Sinon, le couple Sarko moi j’en veux pas, ni la lettre de Guy Moquet, tout ce que je vois c’est que ça prend de la place dans mon Voici et que j’ai pas de nouvelles de Matthew… Peut-être on peut le parrainer et recevoir des photos ?… Hum.
Blam.
J’apprécie cette plume que je ne lis pas suffisamment !
Pour répondre à Xavz > je suis justement desespéré que les news répondent à la dictature de la demande.
Bien sur que les gens veulent du léger mais c’est effacer trop rapidement la vraie dureté de notre vie. Et après on se plaint que les gens soient frivoles et assisté…moi j’y vois un lien fort !

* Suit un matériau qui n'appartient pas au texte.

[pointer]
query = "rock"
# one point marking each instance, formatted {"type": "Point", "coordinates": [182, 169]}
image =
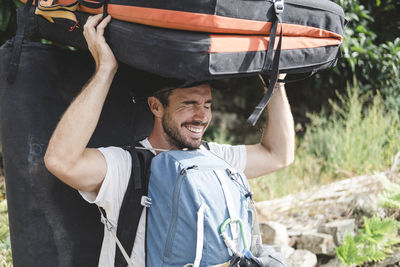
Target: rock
{"type": "Point", "coordinates": [365, 205]}
{"type": "Point", "coordinates": [317, 243]}
{"type": "Point", "coordinates": [338, 229]}
{"type": "Point", "coordinates": [274, 233]}
{"type": "Point", "coordinates": [285, 250]}
{"type": "Point", "coordinates": [302, 258]}
{"type": "Point", "coordinates": [335, 262]}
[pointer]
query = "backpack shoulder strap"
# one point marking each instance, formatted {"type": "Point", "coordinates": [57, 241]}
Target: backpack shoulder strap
{"type": "Point", "coordinates": [131, 208]}
{"type": "Point", "coordinates": [205, 144]}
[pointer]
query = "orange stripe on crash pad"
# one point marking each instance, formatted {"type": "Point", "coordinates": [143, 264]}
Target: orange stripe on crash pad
{"type": "Point", "coordinates": [234, 43]}
{"type": "Point", "coordinates": [192, 21]}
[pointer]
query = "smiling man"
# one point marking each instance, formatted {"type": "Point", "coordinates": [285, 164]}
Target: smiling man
{"type": "Point", "coordinates": [181, 116]}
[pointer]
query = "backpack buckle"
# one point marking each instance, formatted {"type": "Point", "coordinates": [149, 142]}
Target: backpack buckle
{"type": "Point", "coordinates": [279, 6]}
{"type": "Point", "coordinates": [145, 201]}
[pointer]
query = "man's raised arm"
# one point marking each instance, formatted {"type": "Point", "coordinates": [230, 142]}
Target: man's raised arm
{"type": "Point", "coordinates": [67, 156]}
{"type": "Point", "coordinates": [276, 148]}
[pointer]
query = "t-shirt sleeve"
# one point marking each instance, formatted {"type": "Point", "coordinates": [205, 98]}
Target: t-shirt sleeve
{"type": "Point", "coordinates": [234, 155]}
{"type": "Point", "coordinates": [114, 185]}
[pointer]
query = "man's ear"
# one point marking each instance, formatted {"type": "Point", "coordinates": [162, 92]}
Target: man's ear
{"type": "Point", "coordinates": [155, 106]}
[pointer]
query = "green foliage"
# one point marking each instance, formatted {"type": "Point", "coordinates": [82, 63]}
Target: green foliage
{"type": "Point", "coordinates": [358, 137]}
{"type": "Point", "coordinates": [354, 139]}
{"type": "Point", "coordinates": [391, 196]}
{"type": "Point", "coordinates": [371, 51]}
{"type": "Point", "coordinates": [373, 243]}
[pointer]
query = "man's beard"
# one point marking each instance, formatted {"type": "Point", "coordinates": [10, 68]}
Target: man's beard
{"type": "Point", "coordinates": [175, 138]}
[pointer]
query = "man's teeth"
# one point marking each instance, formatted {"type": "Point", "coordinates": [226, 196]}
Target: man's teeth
{"type": "Point", "coordinates": [195, 130]}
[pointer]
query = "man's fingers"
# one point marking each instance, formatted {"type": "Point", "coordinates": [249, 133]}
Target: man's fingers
{"type": "Point", "coordinates": [282, 76]}
{"type": "Point", "coordinates": [102, 25]}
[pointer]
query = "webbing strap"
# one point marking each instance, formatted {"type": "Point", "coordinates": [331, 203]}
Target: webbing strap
{"type": "Point", "coordinates": [200, 236]}
{"type": "Point", "coordinates": [221, 174]}
{"type": "Point", "coordinates": [17, 45]}
{"type": "Point", "coordinates": [274, 74]}
{"type": "Point", "coordinates": [111, 229]}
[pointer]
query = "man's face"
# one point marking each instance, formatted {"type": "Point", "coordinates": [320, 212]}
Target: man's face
{"type": "Point", "coordinates": [187, 116]}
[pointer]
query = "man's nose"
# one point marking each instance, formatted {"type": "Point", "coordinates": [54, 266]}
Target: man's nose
{"type": "Point", "coordinates": [202, 114]}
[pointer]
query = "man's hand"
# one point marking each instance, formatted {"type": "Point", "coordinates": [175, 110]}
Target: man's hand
{"type": "Point", "coordinates": [98, 47]}
{"type": "Point", "coordinates": [67, 155]}
{"type": "Point", "coordinates": [276, 147]}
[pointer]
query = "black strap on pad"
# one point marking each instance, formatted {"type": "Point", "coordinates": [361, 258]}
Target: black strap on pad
{"type": "Point", "coordinates": [17, 45]}
{"type": "Point", "coordinates": [274, 73]}
{"type": "Point", "coordinates": [131, 208]}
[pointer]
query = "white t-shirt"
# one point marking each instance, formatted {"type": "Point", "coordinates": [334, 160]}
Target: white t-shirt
{"type": "Point", "coordinates": [113, 189]}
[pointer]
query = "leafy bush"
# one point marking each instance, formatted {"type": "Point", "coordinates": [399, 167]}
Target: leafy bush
{"type": "Point", "coordinates": [371, 54]}
{"type": "Point", "coordinates": [374, 243]}
{"type": "Point", "coordinates": [358, 137]}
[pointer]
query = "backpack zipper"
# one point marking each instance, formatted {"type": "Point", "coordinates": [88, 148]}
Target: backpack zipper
{"type": "Point", "coordinates": [175, 200]}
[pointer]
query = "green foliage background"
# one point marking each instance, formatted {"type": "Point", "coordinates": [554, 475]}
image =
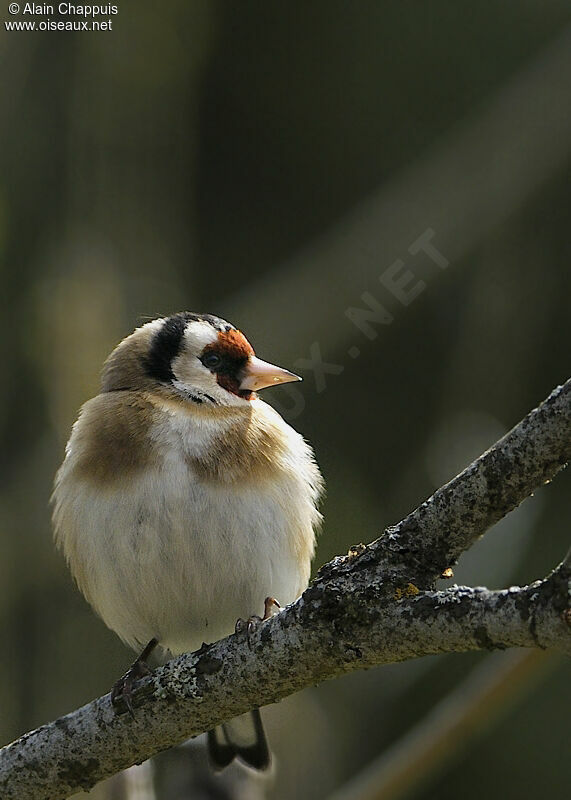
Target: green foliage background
{"type": "Point", "coordinates": [192, 158]}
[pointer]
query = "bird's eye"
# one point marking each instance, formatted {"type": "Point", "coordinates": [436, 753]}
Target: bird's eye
{"type": "Point", "coordinates": [211, 360]}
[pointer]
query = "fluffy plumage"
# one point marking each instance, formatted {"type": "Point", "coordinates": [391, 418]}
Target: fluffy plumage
{"type": "Point", "coordinates": [184, 500]}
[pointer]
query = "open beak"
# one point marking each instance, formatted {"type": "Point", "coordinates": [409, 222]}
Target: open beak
{"type": "Point", "coordinates": [258, 374]}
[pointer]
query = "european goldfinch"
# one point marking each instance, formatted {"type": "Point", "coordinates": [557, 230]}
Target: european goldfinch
{"type": "Point", "coordinates": [184, 501]}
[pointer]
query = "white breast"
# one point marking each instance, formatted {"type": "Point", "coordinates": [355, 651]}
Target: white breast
{"type": "Point", "coordinates": [171, 556]}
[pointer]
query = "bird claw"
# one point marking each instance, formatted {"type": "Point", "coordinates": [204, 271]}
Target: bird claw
{"type": "Point", "coordinates": [250, 626]}
{"type": "Point", "coordinates": [122, 691]}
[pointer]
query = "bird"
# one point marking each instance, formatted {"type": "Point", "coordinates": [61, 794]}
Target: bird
{"type": "Point", "coordinates": [184, 502]}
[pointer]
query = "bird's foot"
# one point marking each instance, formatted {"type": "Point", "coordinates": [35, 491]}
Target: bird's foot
{"type": "Point", "coordinates": [122, 690]}
{"type": "Point", "coordinates": [250, 626]}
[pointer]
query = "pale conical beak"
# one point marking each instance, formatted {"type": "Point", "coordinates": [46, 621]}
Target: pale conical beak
{"type": "Point", "coordinates": [258, 374]}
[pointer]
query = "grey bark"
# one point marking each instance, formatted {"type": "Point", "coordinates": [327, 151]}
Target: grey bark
{"type": "Point", "coordinates": [376, 605]}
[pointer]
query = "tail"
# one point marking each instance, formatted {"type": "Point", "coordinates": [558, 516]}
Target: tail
{"type": "Point", "coordinates": [243, 738]}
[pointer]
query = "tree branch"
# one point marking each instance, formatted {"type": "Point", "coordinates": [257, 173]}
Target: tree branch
{"type": "Point", "coordinates": [376, 605]}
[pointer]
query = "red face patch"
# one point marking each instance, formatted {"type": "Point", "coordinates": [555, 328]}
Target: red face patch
{"type": "Point", "coordinates": [233, 350]}
{"type": "Point", "coordinates": [234, 344]}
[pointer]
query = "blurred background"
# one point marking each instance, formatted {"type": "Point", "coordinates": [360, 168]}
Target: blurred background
{"type": "Point", "coordinates": [281, 165]}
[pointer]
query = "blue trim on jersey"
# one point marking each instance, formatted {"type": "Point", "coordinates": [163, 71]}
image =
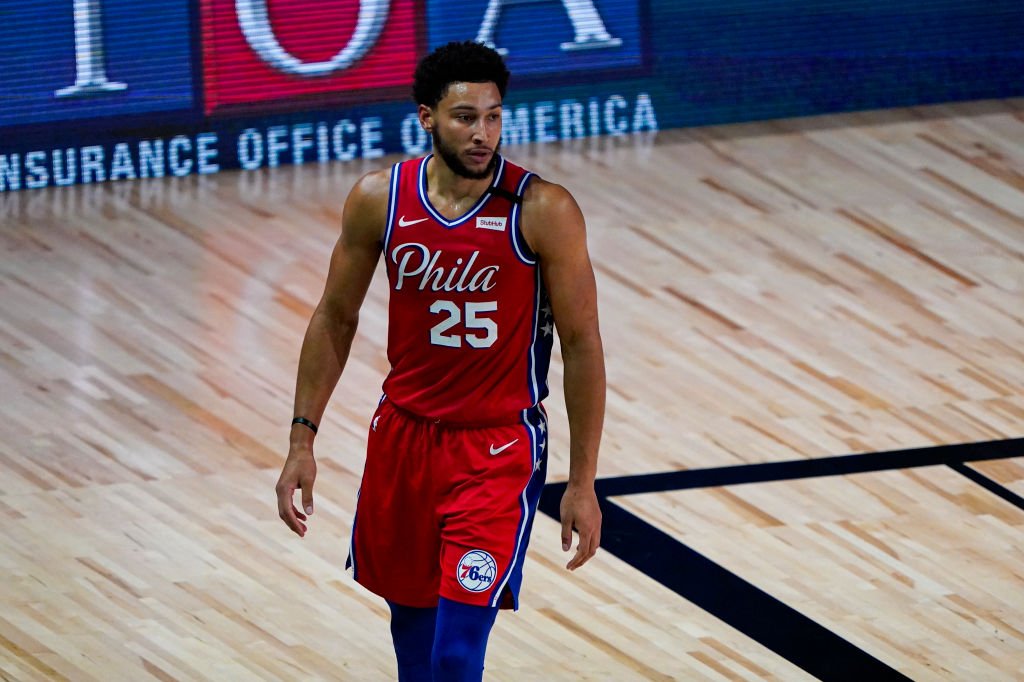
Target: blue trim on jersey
{"type": "Point", "coordinates": [392, 207]}
{"type": "Point", "coordinates": [422, 184]}
{"type": "Point", "coordinates": [540, 350]}
{"type": "Point", "coordinates": [519, 246]}
{"type": "Point", "coordinates": [531, 377]}
{"type": "Point", "coordinates": [536, 421]}
{"type": "Point", "coordinates": [350, 562]}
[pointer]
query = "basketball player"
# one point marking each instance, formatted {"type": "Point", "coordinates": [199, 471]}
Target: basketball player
{"type": "Point", "coordinates": [484, 261]}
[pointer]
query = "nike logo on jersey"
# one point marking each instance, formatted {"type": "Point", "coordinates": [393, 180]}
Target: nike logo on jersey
{"type": "Point", "coordinates": [499, 451]}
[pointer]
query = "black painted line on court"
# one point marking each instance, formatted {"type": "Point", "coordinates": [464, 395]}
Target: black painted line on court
{"type": "Point", "coordinates": [825, 466]}
{"type": "Point", "coordinates": [989, 484]}
{"type": "Point", "coordinates": [731, 599]}
{"type": "Point", "coordinates": [738, 603]}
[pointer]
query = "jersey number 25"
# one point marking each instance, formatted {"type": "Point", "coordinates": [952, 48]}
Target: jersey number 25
{"type": "Point", "coordinates": [471, 321]}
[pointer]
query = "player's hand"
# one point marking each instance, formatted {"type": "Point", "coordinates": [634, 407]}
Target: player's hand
{"type": "Point", "coordinates": [299, 472]}
{"type": "Point", "coordinates": [580, 510]}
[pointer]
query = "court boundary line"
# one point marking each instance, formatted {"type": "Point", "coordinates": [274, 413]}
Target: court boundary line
{"type": "Point", "coordinates": [743, 606]}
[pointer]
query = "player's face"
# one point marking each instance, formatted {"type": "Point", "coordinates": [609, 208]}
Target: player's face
{"type": "Point", "coordinates": [467, 128]}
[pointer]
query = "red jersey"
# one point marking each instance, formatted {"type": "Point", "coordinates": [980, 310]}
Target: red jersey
{"type": "Point", "coordinates": [470, 326]}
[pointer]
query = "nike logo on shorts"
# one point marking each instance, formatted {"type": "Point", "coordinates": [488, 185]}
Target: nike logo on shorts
{"type": "Point", "coordinates": [406, 223]}
{"type": "Point", "coordinates": [499, 451]}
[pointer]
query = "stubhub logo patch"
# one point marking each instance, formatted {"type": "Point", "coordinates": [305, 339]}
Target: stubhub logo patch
{"type": "Point", "coordinates": [498, 224]}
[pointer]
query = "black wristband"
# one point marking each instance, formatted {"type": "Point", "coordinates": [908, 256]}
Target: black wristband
{"type": "Point", "coordinates": [305, 422]}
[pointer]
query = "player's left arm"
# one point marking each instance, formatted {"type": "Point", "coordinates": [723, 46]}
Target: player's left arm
{"type": "Point", "coordinates": [553, 225]}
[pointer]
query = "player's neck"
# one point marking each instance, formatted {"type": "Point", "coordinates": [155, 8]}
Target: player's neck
{"type": "Point", "coordinates": [444, 183]}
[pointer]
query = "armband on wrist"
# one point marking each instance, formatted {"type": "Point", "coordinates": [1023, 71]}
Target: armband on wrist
{"type": "Point", "coordinates": [305, 422]}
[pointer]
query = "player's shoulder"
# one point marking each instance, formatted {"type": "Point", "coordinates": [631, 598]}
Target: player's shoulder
{"type": "Point", "coordinates": [373, 186]}
{"type": "Point", "coordinates": [545, 199]}
{"type": "Point", "coordinates": [366, 208]}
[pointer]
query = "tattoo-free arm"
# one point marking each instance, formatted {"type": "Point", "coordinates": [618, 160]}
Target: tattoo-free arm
{"type": "Point", "coordinates": [329, 337]}
{"type": "Point", "coordinates": [554, 227]}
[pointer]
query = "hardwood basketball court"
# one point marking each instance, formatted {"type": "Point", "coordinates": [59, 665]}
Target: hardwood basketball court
{"type": "Point", "coordinates": [773, 295]}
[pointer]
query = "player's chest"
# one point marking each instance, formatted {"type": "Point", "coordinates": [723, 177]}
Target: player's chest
{"type": "Point", "coordinates": [476, 256]}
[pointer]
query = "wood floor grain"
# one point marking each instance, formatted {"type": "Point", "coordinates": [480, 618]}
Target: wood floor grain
{"type": "Point", "coordinates": [769, 292]}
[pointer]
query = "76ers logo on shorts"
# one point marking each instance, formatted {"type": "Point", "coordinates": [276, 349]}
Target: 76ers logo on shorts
{"type": "Point", "coordinates": [476, 570]}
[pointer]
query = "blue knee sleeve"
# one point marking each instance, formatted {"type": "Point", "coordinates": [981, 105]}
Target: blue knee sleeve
{"type": "Point", "coordinates": [461, 640]}
{"type": "Point", "coordinates": [413, 634]}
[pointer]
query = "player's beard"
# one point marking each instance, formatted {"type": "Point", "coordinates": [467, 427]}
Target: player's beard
{"type": "Point", "coordinates": [451, 158]}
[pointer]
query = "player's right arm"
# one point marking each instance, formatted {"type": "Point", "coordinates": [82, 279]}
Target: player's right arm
{"type": "Point", "coordinates": [329, 336]}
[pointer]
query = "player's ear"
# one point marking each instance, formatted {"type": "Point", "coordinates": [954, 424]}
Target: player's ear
{"type": "Point", "coordinates": [426, 117]}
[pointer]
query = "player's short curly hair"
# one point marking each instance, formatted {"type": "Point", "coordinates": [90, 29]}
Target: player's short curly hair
{"type": "Point", "coordinates": [457, 62]}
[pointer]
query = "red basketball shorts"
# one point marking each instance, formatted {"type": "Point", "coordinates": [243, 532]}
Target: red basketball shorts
{"type": "Point", "coordinates": [446, 511]}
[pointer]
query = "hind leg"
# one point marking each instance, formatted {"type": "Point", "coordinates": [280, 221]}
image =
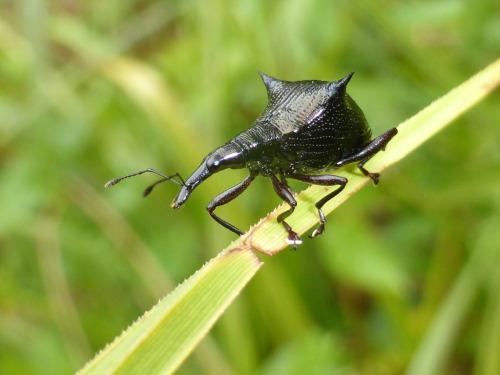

Ben alors Eric, coup de gueule ou coup de blues?
XavZ > oulà, pluis belle la vie… Même moi je suis pas en colère à ce point là !
Mathilde > Et Matthew finit toujours par donner des nouvelles, lui
Miss Blablabla > Pareil
greg > c’est l’éternel problème : est-ce qu’on sert aux gens ce qu’ils attendent ou est-ce qu’on créé l’attente ? Je pense qu’on sert souvent aux gens ce qu’on croie qu’ils attendent
serge > un peu des 2 en fait
En y pensant hier soir, je me disais que le pire, c’est que le fameux 5ème pouvoir est en train de prendre le même chemin avec cette stupide course au référencement.
Tu parles d’un 5ème pouvoir toi…
Les grosses baleines sont hélas, toujours utiles pour masquer les requins en embuscade. Aujourd’hui quand les chiens aboient on ne remarque plus la caravanne.